When in 1857, barrio Alegria was converted into a municipality, “Alegria” became the official name. The late Capitan Tolero was its first executive. Alegria counts with 16 parish priests from 1857 to 1951. Its first parish priest is Father Felix de la Concepcion. Succeeding Capitanes were Aronsing, Barriones, Engke Villarubia, Patricio Glodove, bernabe Visitacion, Miguel Aller I, Patricio Letegio, Ananstacio Baylosis, Marcos Mejares, Miguel Aller I (re-appointed), Agustin Carriaga, Marcos Rodriques (re-appointed) and Agustin Carriage (re-appointed). These Alegria Capitanes administered the municipality of Alegria from 1857 to 1901 under the Spanish regime of the Philippines.

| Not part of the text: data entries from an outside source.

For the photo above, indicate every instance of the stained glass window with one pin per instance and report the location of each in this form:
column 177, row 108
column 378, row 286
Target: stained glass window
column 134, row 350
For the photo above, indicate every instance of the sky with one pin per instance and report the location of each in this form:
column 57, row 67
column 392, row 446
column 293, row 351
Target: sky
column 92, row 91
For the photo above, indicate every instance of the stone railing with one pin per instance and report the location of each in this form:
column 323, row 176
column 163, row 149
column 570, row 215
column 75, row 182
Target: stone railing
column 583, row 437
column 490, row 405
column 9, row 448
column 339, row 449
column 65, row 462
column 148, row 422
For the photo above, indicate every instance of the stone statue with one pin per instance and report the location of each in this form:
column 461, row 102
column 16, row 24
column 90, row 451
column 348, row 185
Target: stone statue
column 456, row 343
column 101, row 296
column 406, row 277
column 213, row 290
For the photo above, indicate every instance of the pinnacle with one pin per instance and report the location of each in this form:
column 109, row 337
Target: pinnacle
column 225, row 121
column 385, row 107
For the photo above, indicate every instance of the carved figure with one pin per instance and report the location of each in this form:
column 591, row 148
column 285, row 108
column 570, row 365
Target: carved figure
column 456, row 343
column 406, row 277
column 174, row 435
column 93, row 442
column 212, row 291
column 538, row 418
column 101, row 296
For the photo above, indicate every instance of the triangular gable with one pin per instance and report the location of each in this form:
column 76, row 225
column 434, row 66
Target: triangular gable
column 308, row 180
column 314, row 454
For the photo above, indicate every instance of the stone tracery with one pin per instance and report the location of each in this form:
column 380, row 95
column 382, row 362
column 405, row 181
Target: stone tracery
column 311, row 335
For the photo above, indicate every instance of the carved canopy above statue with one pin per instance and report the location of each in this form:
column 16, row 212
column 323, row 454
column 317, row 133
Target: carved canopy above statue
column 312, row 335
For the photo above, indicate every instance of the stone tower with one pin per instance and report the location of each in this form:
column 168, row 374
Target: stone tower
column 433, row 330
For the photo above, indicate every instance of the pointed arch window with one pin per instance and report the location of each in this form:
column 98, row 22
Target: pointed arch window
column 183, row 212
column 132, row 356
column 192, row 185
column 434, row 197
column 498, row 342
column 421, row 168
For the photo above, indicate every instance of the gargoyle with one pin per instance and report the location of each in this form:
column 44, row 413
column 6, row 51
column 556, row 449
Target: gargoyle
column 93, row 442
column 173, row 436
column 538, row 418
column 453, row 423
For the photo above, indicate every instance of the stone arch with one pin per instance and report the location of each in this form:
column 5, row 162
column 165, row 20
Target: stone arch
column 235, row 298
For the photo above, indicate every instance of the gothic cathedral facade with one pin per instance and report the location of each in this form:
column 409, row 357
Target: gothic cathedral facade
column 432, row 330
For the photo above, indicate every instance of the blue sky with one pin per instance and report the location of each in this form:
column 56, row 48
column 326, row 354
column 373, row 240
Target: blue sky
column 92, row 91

Alegria’s outstanding contribution to the revolutionary efforts of the Spanish-Filipino and Filipino-American wars from 1896 to 1901 was Colonel Atanasio Bello. He led the resistance in southwestern Cebu under the overall Cebu Command of General Maxilom and Leon Kilat. He played the leading role in the ambuscade against the Americans in the Battle of Bugas, Badian, Cebu and other minor skirmisher and guerilla actions against the superior fire power of American Forces until it was no longer practical to fight them. When the resistance ended, he was appointed by the American authorities as first Justice of the Peace for the municipalities of Alegria and Malabuyoc.
The first Municipal President of Alegria under the American was Nerio Ygoña who served from 1901 to 1906. Succeeding him after another were; Tranquilino Ruiz, Nerio Ygoña (re-elected), Modesto Rodriquez, Clemente Sandalo, Miguel Aller II, Aurelio Carriaga and Policarpio Quintana, whose partial term ended in December 31, He having been originally elected as Vice President to President Aurelio Carriaga who died on 1930
The most interesting spots in the Poblacion of Alegria are its old church and the three monuments for the late Senator Mariano J. Cuenco and Manuel Cuenco (former Cebu governor). The majority of the people in the municipality believe that these two well-known men of Cebu are entitled to their lasting memory because they, more than any other, had given the municipality more aids and public improvement.
At present, the town is a fifth class municipality. The coastal lands ate not fertile, its soil having been constantly used for hundreds of years. But the valleys of its hinterlands are still fertile and continue to grow and produce agricultural food supply both for the people of Alegria and the neighboring places. Its interiors ate potentially rich in mineral, like coal, manganese and gypsum. Signs of copper, gold and oil deposits are found in some places.